Separation Without Schism?

Lots of people are talking about schism in the UMC. I’m one of them. I don’t want a schism, but I recognize that one may be inevitable. Is it possible, though, that United Methodists could separate into two denominations without constituting a schism?

There have been many schisms, separations, and splinters in the history of the Church, but two stand out as most significant. The first is the schism between the East and West, which actually took place over centuries, but was made official in 1054 when Cardinal Humbert, the envoy of Pole Leo IX, walked into Hagia Sophia and placed a document on the altar a document excommunicating Patriarch of Constantinople, Michael Cerularius. Even after this time, Eastern and Western Christians lived and worshipped together. Eventually, however, a state of affairs emerged in which these eastern and western churches no longer recognized one another’s sacraments (including ordination), teaching authority, and liturgical traditions. There were other consequences as well, and over time they became two entirely separate communions.

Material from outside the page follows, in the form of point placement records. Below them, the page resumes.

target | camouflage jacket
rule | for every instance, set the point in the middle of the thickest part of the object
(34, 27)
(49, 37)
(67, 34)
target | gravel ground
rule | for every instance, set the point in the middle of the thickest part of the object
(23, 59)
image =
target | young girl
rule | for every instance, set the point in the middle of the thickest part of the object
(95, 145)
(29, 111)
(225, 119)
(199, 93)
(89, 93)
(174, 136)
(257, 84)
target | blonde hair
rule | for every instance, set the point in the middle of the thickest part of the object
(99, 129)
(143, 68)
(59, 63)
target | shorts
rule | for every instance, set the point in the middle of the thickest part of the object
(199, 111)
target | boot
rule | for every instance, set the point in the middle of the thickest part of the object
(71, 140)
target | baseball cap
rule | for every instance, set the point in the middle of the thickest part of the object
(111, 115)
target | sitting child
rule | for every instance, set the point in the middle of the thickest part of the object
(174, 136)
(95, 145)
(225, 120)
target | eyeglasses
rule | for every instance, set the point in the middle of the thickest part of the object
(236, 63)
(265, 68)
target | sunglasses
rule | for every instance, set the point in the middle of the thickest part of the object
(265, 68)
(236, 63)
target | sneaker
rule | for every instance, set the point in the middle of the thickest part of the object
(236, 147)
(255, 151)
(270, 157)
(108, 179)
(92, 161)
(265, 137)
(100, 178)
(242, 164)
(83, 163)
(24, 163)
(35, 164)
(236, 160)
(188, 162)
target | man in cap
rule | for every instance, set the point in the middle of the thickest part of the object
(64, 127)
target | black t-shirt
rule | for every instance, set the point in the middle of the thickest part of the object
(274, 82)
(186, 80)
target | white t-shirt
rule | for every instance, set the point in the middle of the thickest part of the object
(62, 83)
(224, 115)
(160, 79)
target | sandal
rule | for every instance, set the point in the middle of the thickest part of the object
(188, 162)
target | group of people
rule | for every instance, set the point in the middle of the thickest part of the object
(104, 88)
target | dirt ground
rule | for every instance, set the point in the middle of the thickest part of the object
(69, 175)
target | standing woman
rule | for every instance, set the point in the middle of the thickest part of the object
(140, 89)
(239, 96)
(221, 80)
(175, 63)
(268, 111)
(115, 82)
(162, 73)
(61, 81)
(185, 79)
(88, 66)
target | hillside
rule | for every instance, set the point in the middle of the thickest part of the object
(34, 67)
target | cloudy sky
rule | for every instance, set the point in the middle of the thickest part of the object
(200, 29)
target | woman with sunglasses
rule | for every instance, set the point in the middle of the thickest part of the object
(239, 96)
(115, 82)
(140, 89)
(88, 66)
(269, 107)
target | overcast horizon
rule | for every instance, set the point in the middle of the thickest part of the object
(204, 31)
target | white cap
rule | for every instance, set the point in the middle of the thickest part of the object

The second major schism is of course the Protestant Reformation. We normally date the beginning of the Reformation to 1517, when Martin Luther nailed his “95 Theses” to the door of the church in Wittenberg. As with the first schism, however, this one was a long time in coming. The result was that we ended up with more Christians in separate communion from one another, without recognizing one another’s sacraments, ordination, liturgy, and teaching authority. Luther and many others were excommunicated. It wasn’t long, moreover, before Protestants began to break off from one another, each group insisting that it had the proper way to interpret scripture and the Christian life.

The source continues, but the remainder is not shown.